If everyone had realized their fantasies, the world would have fallen into a snap.




(THIS ARTICLE IS MACHINE TRANSLATED by Google from Norwegian)

Most of us wish that fantasies could come true – at least when we were young. That girl you are in love with, or just right the material moisture meter shows you the the bike, standing on the stairs the next morning only you wish it strong enough. Or why not that he the bully in class, the one who always bothers you on the way home, goes up in smoke, just disappears? Or that mobile shop employees give you phones and other equipment for free?

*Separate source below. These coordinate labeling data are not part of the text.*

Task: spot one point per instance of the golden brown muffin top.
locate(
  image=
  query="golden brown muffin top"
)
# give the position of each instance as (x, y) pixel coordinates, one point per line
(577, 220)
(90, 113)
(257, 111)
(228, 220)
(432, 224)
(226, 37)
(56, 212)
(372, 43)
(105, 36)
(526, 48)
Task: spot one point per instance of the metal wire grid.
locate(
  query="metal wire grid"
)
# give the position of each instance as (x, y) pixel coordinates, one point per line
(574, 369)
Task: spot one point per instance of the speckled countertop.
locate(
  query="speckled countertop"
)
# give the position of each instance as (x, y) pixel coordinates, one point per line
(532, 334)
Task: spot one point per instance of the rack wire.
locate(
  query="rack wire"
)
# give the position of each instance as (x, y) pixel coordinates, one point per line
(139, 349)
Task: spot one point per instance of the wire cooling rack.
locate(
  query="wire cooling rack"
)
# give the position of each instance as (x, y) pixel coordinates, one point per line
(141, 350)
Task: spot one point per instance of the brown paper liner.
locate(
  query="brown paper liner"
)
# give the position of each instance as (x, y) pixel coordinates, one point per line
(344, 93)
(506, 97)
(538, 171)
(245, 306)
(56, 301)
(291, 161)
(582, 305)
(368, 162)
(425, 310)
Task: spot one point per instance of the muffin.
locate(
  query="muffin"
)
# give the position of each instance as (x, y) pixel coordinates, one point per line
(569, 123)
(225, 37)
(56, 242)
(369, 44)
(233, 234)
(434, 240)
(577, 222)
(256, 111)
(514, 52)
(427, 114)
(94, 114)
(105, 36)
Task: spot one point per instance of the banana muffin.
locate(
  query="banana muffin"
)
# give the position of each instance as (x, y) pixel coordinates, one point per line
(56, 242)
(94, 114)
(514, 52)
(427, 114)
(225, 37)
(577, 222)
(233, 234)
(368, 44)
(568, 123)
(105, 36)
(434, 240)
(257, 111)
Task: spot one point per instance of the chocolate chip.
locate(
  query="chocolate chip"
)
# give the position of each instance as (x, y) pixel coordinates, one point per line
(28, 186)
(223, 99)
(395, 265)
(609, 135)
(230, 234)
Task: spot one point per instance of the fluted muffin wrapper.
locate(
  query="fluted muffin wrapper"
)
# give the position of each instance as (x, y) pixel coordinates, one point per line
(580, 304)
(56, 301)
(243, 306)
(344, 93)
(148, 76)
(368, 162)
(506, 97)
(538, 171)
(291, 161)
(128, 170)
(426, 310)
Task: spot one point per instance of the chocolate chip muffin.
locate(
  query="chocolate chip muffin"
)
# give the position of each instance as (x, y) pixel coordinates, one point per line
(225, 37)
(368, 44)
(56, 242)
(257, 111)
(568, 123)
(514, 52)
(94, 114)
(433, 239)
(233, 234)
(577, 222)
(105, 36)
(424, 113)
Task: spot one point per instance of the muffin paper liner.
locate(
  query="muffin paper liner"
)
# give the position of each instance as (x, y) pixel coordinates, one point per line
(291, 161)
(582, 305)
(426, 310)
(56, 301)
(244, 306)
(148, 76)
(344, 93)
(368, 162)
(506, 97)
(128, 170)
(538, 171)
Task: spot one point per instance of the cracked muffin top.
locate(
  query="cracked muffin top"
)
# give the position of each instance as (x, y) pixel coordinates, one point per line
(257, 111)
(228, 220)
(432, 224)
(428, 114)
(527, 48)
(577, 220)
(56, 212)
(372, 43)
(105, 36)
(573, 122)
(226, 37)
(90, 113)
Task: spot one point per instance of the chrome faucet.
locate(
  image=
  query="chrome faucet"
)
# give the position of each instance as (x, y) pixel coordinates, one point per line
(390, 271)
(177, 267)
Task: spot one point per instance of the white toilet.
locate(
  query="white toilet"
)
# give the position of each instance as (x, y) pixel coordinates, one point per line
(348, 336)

It sounds alluring, but if everyone had realized their fantasies at all times, there would not have been much left of either the wishes or the world, or ourselves for that matter.

Indre vs. exterior. Joachim Triers Thelma enters this landscape, with an interesting twist. It can be reminiscent of both Darren Aronofsky's Black Swan (2010) and David Cronenberg The Brood (1979), but is different from both. It has more hope in itself.

The protagonist Thelma, a young lady with ultra-conservative Christianity in the genes, arrives in Oslo to study biology. She falls in love with another girl, while experiencing an increasing imbalance between fantasy and reality. Both love and hatred exert power in her that can change reality in unpredictable ways, including the fact that people she feels strongly about are lost.

These abilities to influence reality correspond to the Christian background, the burgeoning desire and the challenges of standing on one's own feet, as a young woman – without being completely familiar with the new role alone, separated from the parents, or the infatuation with which she is entangled. into.

Thus, it may not be so easy to know what young Thelma is really wants, or wants, because she has no complete control over who she is herself.

The individual and the community. Trier moves into the horror movie territory, but only partially. For more than anything else, Thelma is about finding out who you are and what you want with life – yes, growing up. Ripe. Find a balance between who she is and who others are: what she wants from the world and what the world demands of her. This is how it is for all of us – that our desires are immature if they do not take into account what andres wishes are. It is a fundamental connection between the community's ideas and the individual's fantasies. When the individual comes forward with thoughts about how things are connected, the accounts inevitably become unbalanced.

Thelma is mostly about finding out who you are and what you want with life – about growing up.

You do not have to be young to live out performances that bring the relationship between the individual and the community into imbalance. Just look at the confused man behind the terrorist attack in the government quarter and on Utøya. The cruelty that happened was an expression of a radical imbalance between what he wanted and what most others want.

The diversity of the community's imaginative life can lead to many strange things – for example, a divergent collective where everyone goes in different directions, wants different things and thus undermines the community's values, as we can see in the rise of right-wing populism in today's Europe. But it is always possible to find the common thread – but then we have to locate the balance between the inner and the outer. Between what we self will and that Secondly, want.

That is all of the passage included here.